Guidance

UKHSA HIV and STI data publication guidelines

Updated 15 August 2024

Main points

The main points of this guidance are as follows:

  • the small cell size guidance referenced in this document must be followed for all HIV and sexually transmitted infection (STI) testing or diagnosis data that will be made publicly available
  • for example, all small cell (values ranging from 1 to 4 inclusive) must be masked when the underlying population denominator is less than 10,000 people
  • any reproduction or analysis undertaken using aggregate data provided or published by UK Health Security Agency (UKHSA) must acknowledge the data source

1. Introduction

This guidance describes how the Blood Safety, Hepatitis, Sexually Transmitted Infections (STI) and HIV (BSHSH) Division of the UK Health Security Agency (UKHSA) publishes and shares data obtained through routine HIV and STI surveillance. The principles and guidelines included are designed to minimise the risk of deductive disclosure.

This guidance should be followed by all UKHSA staff and all external users of aggregate UKHSA HIV and STI surveillance data; it is in line with the Caldicott Principles and will be regularly reviewed and updated as required. ‘External users’ refers to staff at local authorities, service providers and anyone requesting data which are not routinely published. All users of HIV and STI data are expected to follow the same guidelines outlined in this document. ‘The data’ refers to data from the surveillance systems held at the BSHSH Division (Appendix 1).

The UKHSA sexual health and HIV privacy notice provides further information on the de-personalised surveillance data BSHSH collects, how it is used, and how this information is protected.

2. Small cell sizes

The following guidelines for small cells (values ranging from 1 to 4 inclusive) must be followed for all data that will be published or provided to those without direct responsibility for commissioning or provision of care to the relevant population. Where data tables include multiple detailed breakdowns, and counts in individual cells are small, the risk of identification (deductive disclosure) increases and protection is needed (see reference 1). HIV and STI data is considered to be sensitive, and the impact of re-identification would be great.

2.1 Deductive disclosure

Deductive disclosure is where it may be possible to identify a person within a set of aggregate data tables using a combination of their characteristics and small cell sizes (values ranging from 1 to 4 inclusive). For example, where there are small cell sizes for characteristics (such as gender or ethnicity) that are uncommon in a particular area – such that the associated population denominator is less than 10,000.

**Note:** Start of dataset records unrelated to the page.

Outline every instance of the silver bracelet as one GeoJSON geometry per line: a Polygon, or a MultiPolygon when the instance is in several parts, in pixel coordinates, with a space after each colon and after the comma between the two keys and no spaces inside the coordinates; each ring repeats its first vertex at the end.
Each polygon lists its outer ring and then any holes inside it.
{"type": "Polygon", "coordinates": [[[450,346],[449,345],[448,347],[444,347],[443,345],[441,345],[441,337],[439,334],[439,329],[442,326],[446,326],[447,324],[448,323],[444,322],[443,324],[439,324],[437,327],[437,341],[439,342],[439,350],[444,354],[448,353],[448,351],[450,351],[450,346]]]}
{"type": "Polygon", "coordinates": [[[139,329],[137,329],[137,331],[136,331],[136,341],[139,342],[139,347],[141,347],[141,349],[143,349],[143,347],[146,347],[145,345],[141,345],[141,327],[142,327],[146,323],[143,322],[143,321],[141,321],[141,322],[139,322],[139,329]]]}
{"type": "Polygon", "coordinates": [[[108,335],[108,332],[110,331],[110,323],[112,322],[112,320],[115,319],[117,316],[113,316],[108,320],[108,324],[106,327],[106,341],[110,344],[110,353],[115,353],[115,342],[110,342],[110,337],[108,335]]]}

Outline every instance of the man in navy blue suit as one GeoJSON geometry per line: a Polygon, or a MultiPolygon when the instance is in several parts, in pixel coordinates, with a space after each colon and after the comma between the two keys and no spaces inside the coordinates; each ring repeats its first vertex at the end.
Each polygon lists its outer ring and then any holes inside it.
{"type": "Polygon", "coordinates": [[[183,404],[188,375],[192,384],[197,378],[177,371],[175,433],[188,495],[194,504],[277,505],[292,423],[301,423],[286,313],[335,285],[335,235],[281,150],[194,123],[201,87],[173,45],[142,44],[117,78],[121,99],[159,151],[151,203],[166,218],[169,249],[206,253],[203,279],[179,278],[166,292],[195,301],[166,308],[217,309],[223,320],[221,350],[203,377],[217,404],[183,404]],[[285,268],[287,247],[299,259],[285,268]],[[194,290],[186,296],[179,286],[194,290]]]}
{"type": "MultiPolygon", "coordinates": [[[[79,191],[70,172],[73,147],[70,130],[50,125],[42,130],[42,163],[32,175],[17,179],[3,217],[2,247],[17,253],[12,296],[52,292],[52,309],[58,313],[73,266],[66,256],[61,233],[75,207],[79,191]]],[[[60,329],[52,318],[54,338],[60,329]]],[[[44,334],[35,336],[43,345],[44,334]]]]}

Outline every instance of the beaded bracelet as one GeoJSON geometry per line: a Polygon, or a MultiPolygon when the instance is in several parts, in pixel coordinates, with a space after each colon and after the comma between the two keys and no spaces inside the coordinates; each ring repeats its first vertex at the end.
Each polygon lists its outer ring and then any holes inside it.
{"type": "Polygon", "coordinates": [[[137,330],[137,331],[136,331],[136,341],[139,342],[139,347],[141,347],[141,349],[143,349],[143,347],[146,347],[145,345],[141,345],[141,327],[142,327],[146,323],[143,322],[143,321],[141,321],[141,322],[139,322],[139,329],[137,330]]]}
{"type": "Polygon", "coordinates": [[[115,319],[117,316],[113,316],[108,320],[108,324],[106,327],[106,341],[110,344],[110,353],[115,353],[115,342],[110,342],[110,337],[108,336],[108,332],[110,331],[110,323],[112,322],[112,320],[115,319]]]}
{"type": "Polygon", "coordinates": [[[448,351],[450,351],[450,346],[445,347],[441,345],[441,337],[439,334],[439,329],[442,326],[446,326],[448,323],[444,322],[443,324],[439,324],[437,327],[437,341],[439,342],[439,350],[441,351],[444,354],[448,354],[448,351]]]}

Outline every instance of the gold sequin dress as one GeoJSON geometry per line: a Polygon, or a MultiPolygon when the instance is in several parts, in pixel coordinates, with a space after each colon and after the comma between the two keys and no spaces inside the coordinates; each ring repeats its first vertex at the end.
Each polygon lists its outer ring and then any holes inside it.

2.2 Geographical presentations

This guidance covers the publication and sharing of HIV and STI surveillance data for various geographical areas. The publication and sharing rules are different across the different geographical areas (see section 4). Data may be published or shared as numbers or rates by geographical area of patient residence or by area of service provider (clinic or laboratory).

Data may only be published or shared following a thorough risk assessment to determine whether masking is required to prevent deductive disclosure (see section 2.4).

2.3 Disclosure by difference

This can occur when small differences in geographic boundaries can create areas with a small underlying population thereby increasing the risk of deductive disclosure. Such areas at risk of disclosure will be identified by regional staff at UKHSA and the data masked as appropriate (see section 2.4).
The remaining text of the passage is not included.